Meritevole d’essere riportato l’intervento finale di Kagan del pezzo. “Gli effetti del nuovo ordine multipolare saranno di vasta portata. Talvolta penso che è come se ci fossimo dimenticati di come gli stati siano in grado di comportarsi in seguito all’aumento del loro potere a disposizione. Abbiamo a lungo vissuto in un mondo in cui un paese avesse molto più potere degli altri. L’esistenza dell’egemonia americana – sostiene Kagan – ha sempre imposto a chiunque di agire con inusuale moderazione, frenato le ordinarie ambizioni ed evitato qualunque tipo di azione che potesse anche lontanamente portare alla formazione di una coalizione a guida USA come quella che sconfisse due volte la Germania, una volta il Giappone e l’Unione Sovietica, seppur pacificamente, nella guerra fredda”.
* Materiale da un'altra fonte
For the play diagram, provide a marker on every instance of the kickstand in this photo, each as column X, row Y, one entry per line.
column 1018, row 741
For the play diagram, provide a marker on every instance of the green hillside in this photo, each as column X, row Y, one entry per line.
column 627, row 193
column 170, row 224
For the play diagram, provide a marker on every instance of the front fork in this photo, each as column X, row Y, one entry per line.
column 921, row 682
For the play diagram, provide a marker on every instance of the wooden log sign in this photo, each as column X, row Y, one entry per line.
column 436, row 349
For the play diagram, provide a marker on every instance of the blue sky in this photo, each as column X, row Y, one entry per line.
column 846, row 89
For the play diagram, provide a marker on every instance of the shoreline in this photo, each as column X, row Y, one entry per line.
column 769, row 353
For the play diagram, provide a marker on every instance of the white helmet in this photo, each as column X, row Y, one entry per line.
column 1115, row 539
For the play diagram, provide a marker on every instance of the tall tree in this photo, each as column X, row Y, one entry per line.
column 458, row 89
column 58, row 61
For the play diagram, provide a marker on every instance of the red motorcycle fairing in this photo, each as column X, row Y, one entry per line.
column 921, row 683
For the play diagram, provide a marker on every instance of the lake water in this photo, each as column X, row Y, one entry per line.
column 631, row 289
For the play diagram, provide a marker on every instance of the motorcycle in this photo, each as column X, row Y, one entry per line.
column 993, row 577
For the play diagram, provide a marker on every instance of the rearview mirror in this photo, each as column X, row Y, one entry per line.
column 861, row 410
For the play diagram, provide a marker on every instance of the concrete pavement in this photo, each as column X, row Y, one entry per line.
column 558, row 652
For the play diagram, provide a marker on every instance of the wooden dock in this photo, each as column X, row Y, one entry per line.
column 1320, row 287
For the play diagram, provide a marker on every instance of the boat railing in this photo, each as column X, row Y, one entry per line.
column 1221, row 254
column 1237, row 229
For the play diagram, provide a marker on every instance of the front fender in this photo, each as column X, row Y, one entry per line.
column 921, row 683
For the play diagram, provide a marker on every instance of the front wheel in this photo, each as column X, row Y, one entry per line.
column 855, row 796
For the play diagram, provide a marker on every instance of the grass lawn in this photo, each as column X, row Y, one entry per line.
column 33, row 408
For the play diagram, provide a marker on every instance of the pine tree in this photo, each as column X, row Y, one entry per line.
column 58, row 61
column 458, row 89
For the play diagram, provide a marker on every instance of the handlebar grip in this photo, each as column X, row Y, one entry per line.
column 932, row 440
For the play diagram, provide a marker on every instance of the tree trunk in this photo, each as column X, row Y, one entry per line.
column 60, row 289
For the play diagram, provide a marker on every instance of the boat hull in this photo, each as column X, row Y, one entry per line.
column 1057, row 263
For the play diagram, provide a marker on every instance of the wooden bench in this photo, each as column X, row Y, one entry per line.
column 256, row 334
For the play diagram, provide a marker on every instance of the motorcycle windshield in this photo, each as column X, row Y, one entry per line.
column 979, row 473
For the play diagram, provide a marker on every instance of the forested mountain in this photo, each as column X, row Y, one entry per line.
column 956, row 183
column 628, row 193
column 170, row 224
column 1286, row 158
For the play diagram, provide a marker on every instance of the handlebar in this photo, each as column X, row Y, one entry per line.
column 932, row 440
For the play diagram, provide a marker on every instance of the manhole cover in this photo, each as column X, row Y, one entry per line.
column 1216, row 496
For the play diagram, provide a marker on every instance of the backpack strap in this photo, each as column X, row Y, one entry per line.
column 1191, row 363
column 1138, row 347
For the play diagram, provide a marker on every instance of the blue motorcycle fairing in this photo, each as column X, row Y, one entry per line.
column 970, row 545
Insomma, il dibattito è in piena evoluzione e, nonostante Rachman e Kagan non siano sulla stessa lunghezza d’onda sul peso da attribuire all’ascesa cinese nell’immediato futuro, su un punto fondamentale entrambi convengono, ovvero sul fatto che l’emergere della potenza economica dell’Impero di Mezzo in competizione a quella statunitense non sia di per sè foriera di maggiore stabilità per il sistema internazionale, con ciò lasciando intendere che le nazioni che ambiscano a sostituirsi all’attuale ‘pax americana’ debbano mettere sul piatto della bilancia qualcosa di più – per quanto eretico appaia – che il primo Pil del mondo.